Parágrafo único: os sócios entidades não terão direito a voto de qualquer espécie e não poderão ser votados ou nomeados para qualquer cargo da Associação.

Parágrafo Primeiro: Dos Deveres Dos Associados Entidades: pagar as anuidades e outras taxas que sejam estabelecidas pela Associação;

Parágrafo Segundo: os associados entidades não terão direito a voto de qualquer espécie e não poderão ser votados ou nomeados para qualquer cargo da Associação.

Art.9 - Dos Deveres da Associação:

São deveres da associação:

a) exercer suas atividades de acordo com os interesses da associação;

b) observar a lei, os princípios da moral e os deveres cívicos;

c) vedar prática de qualquer atividade econômica, com fins lucrativos, na sede da associação, atividade esta que não seja de interesse do associado.

Da Admissão de Associados

Art. 10 - Para ingressar na Associação como associado efetivo será necessário:

a) preencher uma ficha de inscrição, cujo modelo deverá ser aprovado pelo Conselho Deliberativo;

b) ser apresentado por dois associados efetivos;

c) cumprir com as demais obrigações previstas neste Estatuto.

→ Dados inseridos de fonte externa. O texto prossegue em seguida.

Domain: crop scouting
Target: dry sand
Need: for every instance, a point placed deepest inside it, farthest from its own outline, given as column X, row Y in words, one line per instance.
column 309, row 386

Parágrafo único - o associado admitido só passará a gozar dos direitos estabelecidos neste Estatuto 90 dias após o pagamento da taxa de inscrição, cujo valor será determinado pelo Conselho Deliberativo.

Art. 11 - Para ingressar na Associação como associado aspirante será necessário:

a) preencher uma ficha de inscrição, cujo modelo deverá ser aprovado pelo Conselho Deliberativo;

b) ser apresentado por um associado efetivo;

c) cumprir com as demais obrigações previstas neste Estatuto.

Parágrafo único - o associado admitido só passará a gozar dos direitos estabelecidos neste Estatuto 90 dias após o pagamento da taxa de inscrição, cujo valor será determinado pelo Conselho Deliberativo.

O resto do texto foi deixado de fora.